Your Child’s Coming-of-Age Novel
January 23, 2012 ~
Growing up can be confusing and stressful. For many great authors, however, coming of age was a source of inspiration. There are thousands of wonderful stories about growing up and maturing, and for many young (and older) readers, these stories are a comfort and support.
The term for this genre of literature is bildungsroman. Bildungsroman is a German word that means “education novel,” and describes literature that follows the protagonist from youth to adulthood. Over time, the term has come to generally represent the coming-of-age novel and stories that follow a child as he or she matures.
The Kumon Recommended Reading List has a number of stories in the bildungsroman genre. There are stories for all ages that readers will find inspiring and comforting as they grow up.

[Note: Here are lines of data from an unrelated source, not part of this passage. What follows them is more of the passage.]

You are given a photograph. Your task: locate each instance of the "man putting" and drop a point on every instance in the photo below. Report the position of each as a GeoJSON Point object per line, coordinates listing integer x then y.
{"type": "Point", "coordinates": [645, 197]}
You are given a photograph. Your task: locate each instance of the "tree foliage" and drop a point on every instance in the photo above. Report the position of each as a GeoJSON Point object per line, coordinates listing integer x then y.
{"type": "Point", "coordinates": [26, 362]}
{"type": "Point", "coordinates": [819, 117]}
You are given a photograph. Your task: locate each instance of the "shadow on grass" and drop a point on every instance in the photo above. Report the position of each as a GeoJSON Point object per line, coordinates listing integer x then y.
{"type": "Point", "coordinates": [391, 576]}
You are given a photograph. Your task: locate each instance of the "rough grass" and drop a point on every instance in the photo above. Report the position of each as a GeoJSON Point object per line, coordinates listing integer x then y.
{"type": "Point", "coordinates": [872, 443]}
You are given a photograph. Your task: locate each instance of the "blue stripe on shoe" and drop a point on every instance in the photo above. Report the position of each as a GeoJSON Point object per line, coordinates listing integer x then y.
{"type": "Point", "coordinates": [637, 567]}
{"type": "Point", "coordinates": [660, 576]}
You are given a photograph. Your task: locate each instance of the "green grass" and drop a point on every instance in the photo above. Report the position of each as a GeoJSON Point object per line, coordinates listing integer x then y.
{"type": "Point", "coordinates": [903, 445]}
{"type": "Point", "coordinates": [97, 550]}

Younger children often struggle with being different from their peers. In “Arthur’s Eyes” (Level AI), Marc Brown shows how getting glasses is something to be proud of. In “Freckle Juice” by Judy Blume (Level AII), Andrew, a boy without freckles, wants to change his appearance, but he learns that he’s fine just the way he is.
Changes in Life
From read-aloud books to novels for older readers, many selections in the Recommended Reading List deal with changes in life. “Changes,” by Pat Hutchins (3 RRL), is a simple story about life changes that your younger child will appreciate. In more difficult life changes, like the death of a loved one, “Nana Upstairs & Nana Downstairs” by Tomie dePaola (Level BI) can help younger readers understand how loved ones live on in our memories.

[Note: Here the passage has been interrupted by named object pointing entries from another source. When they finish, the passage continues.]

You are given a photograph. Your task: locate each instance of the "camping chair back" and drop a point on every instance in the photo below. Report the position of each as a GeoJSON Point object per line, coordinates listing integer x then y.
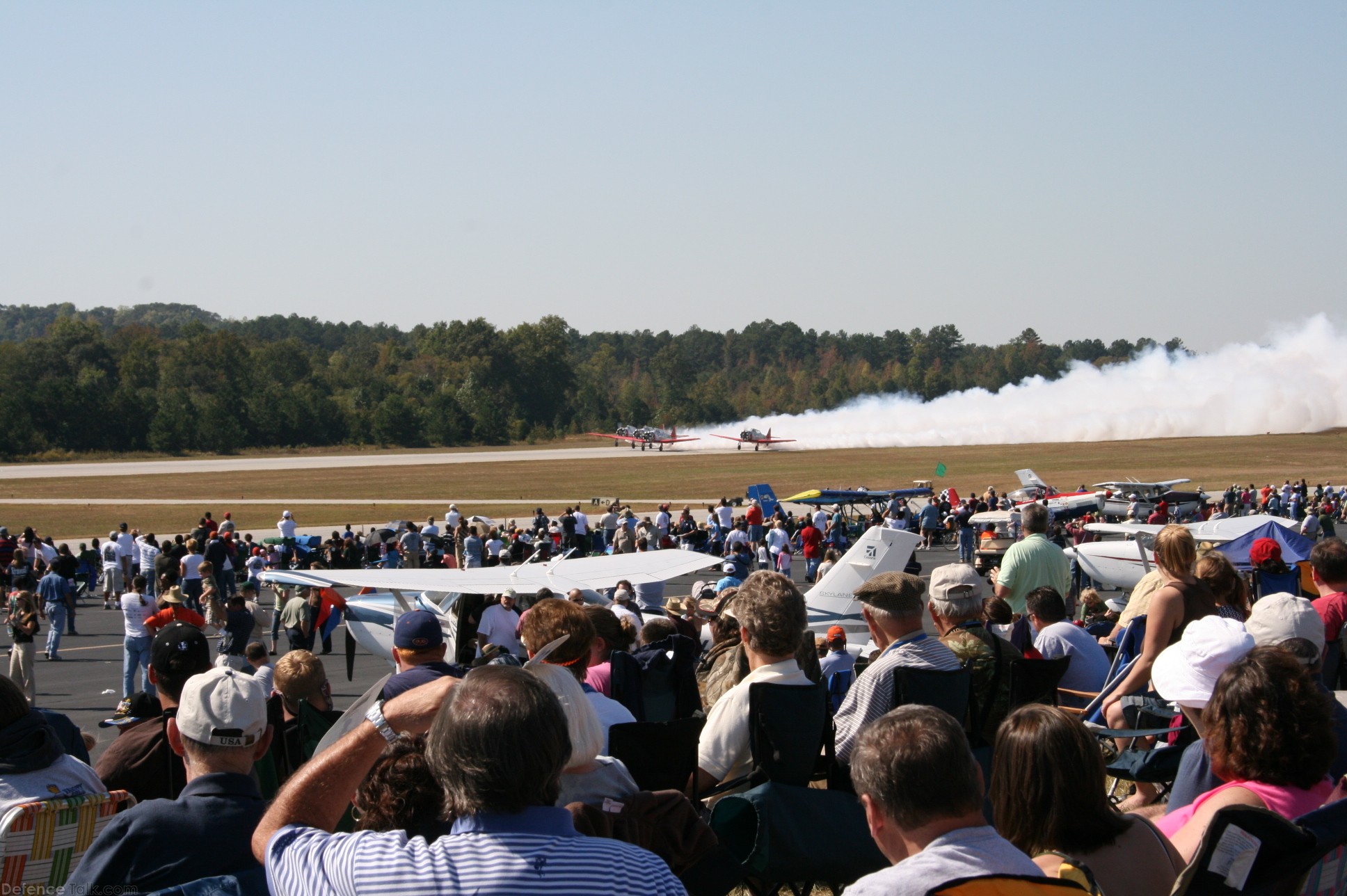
{"type": "Point", "coordinates": [928, 687]}
{"type": "Point", "coordinates": [659, 755]}
{"type": "Point", "coordinates": [1254, 852]}
{"type": "Point", "coordinates": [43, 841]}
{"type": "Point", "coordinates": [1036, 681]}
{"type": "Point", "coordinates": [1129, 648]}
{"type": "Point", "coordinates": [786, 730]}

For older readers adjusting to changes in life, “Tuck Everlasting” by Natalie Babbitt (Level E) and “Dicey’s Song” by Cynthia Voigt (Level F) address some of life’s tough questions in approachable ways. Reading such novels at the same time and discussing them with your child could be beneficial for the whole family.

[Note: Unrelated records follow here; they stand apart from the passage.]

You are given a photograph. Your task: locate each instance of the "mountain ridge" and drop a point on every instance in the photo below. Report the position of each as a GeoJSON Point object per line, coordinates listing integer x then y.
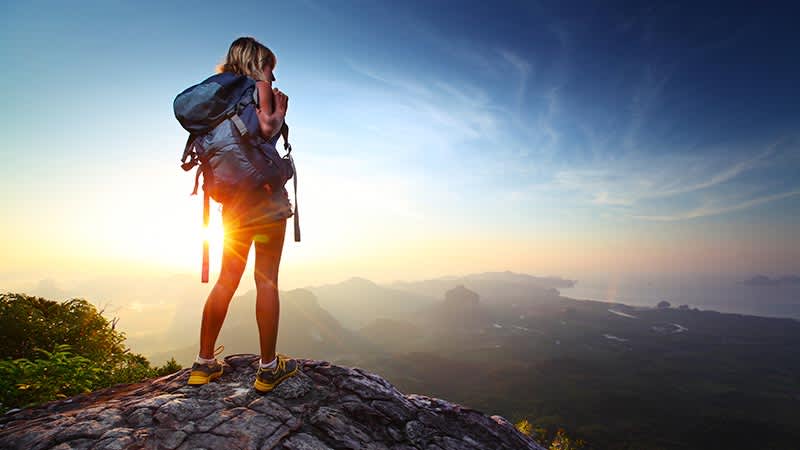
{"type": "Point", "coordinates": [323, 407]}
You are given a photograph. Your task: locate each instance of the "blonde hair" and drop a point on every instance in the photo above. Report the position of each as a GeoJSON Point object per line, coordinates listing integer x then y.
{"type": "Point", "coordinates": [247, 56]}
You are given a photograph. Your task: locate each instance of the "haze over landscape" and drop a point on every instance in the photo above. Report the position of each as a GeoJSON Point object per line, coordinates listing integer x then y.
{"type": "Point", "coordinates": [488, 192]}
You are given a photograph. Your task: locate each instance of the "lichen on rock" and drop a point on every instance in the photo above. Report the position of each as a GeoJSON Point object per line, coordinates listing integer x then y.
{"type": "Point", "coordinates": [324, 406]}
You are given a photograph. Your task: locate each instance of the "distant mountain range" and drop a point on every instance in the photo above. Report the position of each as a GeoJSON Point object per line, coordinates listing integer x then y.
{"type": "Point", "coordinates": [615, 375]}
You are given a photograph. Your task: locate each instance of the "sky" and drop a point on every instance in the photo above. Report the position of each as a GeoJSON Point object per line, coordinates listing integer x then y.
{"type": "Point", "coordinates": [431, 138]}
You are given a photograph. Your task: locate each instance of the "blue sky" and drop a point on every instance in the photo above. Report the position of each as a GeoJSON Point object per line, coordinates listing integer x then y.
{"type": "Point", "coordinates": [524, 136]}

There are a number of fantastic stories in the Recommended Reading List that fit into the most traditional definition of Bildungsroman. One classic example, “A Separate Peace” by John Knowles (Level J), takes the reader along one boy’s journey through prep school and how he comes to terms with adulthood.
Other great biographical selections for older readers include “Boy” by Roald Dahl (Level G) and “The Story of My Life” by Helen Keller (Level H).
However your child approaches growing up, a good book can be a great support. Some children may be inspired to write their own bildungsromans. Encourage your children to keep track of their own stories in journals, diaries or photo albums. One day, their stories may encourage other children facing similar situations. Everyone grows up; a good story can make it a little easier.